What is the most rewarding thing about your work?

Ultimately, the final product––pulling together the culmination of ideas into a single piece and remembering that it started as a rudimentary study sketch or model. It is so gratifying to see the progression of development and refinement, and that it was accomplished by hand, not by a computer as I am accustomed to in my profession.

What is the most challenging?

There are a couple. There’s the uncertainty of a new piece and trying to adapt my approach to architectural design to translate into a smaller sculptural scale, marrying shapes and forms so that they visually compete with or complement each other.
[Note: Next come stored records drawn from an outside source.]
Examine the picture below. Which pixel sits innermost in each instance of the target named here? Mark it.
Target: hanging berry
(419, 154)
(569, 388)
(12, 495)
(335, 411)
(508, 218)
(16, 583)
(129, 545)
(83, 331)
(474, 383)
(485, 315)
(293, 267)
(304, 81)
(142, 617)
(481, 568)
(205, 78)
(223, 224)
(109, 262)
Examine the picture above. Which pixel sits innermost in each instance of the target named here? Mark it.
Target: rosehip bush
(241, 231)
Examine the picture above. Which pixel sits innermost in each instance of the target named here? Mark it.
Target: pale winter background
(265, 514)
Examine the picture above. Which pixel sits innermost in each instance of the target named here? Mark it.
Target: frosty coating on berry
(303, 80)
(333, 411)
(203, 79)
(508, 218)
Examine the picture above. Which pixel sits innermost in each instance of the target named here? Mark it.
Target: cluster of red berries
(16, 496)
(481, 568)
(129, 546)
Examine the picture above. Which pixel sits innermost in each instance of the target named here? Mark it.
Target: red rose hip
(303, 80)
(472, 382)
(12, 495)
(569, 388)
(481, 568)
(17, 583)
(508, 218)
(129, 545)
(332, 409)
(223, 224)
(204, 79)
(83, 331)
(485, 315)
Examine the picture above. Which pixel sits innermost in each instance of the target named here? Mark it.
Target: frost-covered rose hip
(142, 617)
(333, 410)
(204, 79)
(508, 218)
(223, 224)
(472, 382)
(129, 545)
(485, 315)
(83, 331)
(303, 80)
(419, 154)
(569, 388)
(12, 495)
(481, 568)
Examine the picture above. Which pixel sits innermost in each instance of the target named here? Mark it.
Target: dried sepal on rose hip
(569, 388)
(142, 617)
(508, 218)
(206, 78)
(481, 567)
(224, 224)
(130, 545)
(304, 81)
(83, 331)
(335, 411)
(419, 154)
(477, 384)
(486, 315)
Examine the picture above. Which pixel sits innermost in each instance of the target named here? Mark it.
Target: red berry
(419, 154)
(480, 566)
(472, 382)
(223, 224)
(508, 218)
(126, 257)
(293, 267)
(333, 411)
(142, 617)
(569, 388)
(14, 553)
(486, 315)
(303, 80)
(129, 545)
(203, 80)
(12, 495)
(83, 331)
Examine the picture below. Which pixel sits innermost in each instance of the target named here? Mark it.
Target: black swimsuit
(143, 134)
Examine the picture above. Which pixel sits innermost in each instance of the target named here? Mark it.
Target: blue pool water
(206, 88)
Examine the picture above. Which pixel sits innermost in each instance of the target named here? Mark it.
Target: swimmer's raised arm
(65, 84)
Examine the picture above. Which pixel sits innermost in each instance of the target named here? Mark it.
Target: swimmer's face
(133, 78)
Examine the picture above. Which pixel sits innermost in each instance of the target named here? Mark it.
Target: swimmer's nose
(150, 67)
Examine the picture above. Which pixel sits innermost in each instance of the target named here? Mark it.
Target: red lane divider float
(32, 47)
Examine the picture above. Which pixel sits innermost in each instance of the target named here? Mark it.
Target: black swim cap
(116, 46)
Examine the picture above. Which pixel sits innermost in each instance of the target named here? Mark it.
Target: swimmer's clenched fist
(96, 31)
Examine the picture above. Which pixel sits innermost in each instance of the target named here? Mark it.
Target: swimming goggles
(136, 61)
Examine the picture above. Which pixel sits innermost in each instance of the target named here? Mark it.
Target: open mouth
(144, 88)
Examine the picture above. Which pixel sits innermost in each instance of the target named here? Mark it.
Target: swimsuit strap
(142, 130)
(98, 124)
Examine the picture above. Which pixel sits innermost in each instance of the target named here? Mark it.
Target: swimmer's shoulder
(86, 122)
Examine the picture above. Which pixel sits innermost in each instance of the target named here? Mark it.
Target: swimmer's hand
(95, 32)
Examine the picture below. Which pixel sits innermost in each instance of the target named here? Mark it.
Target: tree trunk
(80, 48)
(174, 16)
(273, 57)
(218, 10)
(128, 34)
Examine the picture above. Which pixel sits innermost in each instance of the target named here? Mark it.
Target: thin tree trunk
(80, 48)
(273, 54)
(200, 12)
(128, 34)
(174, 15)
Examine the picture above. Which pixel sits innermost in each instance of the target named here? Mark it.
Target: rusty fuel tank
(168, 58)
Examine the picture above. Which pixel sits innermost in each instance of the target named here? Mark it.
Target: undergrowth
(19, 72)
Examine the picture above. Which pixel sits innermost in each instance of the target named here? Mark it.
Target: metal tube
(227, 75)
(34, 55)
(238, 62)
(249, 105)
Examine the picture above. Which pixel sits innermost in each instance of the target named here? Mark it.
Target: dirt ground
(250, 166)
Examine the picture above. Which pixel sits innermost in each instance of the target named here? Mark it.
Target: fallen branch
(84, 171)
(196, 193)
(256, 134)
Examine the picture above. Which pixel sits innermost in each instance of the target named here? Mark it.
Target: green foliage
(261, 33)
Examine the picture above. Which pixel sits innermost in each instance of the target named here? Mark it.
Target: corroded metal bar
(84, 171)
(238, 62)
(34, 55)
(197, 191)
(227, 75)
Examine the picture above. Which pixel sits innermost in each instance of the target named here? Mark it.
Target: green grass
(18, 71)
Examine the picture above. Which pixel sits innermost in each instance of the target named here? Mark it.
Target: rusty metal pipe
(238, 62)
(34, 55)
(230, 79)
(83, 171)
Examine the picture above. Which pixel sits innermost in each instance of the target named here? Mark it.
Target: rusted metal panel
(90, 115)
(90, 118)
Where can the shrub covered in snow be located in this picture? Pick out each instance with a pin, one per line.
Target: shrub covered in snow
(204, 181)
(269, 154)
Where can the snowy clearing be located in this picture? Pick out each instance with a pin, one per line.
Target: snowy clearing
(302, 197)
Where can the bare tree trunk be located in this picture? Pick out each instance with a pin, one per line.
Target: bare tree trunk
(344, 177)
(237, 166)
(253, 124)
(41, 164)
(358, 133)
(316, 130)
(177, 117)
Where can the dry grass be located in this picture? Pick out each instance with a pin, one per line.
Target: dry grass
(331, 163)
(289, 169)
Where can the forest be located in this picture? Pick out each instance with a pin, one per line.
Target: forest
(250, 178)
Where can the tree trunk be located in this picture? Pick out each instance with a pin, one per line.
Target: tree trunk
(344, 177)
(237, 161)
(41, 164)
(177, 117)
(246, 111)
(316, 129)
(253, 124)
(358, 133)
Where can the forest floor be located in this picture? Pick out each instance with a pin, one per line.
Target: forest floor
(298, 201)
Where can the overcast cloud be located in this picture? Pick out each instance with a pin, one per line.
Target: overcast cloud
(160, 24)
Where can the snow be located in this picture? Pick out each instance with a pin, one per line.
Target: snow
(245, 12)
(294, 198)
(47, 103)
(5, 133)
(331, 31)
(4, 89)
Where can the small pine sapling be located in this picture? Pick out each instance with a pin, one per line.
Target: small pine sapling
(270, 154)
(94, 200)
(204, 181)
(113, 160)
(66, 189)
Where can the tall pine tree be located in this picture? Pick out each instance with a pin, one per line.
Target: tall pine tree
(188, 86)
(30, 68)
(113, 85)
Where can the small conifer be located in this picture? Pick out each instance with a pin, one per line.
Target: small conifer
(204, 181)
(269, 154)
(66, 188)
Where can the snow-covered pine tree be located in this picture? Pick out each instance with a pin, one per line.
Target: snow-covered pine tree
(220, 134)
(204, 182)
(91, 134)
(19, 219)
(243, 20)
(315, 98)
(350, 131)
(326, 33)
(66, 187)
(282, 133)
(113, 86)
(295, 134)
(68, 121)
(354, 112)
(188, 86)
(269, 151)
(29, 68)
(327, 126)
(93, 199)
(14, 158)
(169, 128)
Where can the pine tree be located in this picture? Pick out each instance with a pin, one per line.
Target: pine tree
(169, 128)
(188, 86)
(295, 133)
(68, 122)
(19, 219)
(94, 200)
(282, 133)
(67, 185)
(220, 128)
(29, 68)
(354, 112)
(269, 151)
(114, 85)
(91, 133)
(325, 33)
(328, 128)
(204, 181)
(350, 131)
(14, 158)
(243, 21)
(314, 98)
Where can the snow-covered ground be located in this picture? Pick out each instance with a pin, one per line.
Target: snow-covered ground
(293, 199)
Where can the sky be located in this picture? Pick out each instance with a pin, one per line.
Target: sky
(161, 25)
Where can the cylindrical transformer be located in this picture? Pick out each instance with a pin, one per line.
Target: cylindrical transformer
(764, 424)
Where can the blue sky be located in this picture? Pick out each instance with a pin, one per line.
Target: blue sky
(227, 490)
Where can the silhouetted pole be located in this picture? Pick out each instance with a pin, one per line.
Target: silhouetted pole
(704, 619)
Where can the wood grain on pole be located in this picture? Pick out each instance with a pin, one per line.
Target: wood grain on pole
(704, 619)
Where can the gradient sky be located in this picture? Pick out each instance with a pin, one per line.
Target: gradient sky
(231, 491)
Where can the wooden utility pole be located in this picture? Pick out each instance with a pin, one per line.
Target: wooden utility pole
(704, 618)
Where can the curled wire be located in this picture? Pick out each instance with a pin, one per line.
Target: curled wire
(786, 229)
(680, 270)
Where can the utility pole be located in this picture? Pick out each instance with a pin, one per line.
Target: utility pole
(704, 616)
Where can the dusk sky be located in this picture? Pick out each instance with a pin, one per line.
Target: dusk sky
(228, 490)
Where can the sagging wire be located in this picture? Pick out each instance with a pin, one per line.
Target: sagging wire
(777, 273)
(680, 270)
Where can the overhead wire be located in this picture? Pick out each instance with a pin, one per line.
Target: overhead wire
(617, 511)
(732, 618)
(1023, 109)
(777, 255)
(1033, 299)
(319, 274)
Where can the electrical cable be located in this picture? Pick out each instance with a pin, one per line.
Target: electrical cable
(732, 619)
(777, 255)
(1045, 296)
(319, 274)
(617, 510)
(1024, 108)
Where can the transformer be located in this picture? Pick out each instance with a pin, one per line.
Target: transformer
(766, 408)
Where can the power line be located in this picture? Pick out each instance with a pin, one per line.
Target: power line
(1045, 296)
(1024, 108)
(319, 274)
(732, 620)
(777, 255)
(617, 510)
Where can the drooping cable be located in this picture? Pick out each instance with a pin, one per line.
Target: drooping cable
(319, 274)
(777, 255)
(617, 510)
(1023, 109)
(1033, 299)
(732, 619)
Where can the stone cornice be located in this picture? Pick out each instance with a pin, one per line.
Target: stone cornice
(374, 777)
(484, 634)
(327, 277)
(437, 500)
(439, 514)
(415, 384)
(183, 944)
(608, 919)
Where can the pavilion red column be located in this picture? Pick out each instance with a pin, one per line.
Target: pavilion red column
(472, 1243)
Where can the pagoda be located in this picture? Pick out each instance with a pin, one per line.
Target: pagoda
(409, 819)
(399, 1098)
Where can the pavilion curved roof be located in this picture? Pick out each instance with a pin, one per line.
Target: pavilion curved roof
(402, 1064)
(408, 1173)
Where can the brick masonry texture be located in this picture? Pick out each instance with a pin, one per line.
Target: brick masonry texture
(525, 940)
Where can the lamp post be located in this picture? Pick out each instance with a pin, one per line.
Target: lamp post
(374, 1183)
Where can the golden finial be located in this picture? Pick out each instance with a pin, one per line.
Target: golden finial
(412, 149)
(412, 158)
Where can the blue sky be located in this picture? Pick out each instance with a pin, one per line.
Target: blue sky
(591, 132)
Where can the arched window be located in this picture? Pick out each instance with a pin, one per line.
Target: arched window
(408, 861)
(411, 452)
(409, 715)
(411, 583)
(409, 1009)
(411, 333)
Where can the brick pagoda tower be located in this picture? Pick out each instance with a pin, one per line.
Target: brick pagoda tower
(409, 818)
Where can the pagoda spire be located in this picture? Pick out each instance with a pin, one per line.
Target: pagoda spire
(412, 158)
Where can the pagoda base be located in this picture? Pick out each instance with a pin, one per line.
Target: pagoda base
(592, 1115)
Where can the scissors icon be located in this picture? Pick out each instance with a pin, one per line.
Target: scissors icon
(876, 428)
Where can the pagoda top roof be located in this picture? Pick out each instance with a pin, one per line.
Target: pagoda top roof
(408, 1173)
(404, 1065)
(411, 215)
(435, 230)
Along with this, understanding the characteristics of cement as a medium and not as a building product can be challenging at times. Every pour and chemical reaction is different. Learning how to mitigate that for a desired effect can be interesting.

Has your work evolved over the years?

In the last year, I have simplified many of my pieces, choosing to use the arch shape as my signature element. These arch forms are grouped together and intended to be seen as a single overall canvas. All of the pieces and their unconventional proportions are different sizes and depths. This is an attempt to create negative space and shadows between, thus giving the piece a three-dimensional quality.

Is there a particular piece you’re excited to introduce at the Celebration of Fine Art?

I have expanded on my “Puzzled” series and adapted this cement paper design technique to some of my arched canvas templates and I’m thrilled with the outcome––very simple, yet very bold. Between the unconventional canvas shapes and the bold patterning, I think they will be very well received.

What drew you to the Celebration of Fine Art?

Simply, the clientele, exposure and reputation that it has. I gained some insight and familiarity with the show last year, as I had a partial display wall in Kathleen Hope’s booth and the reception to my work was very positive.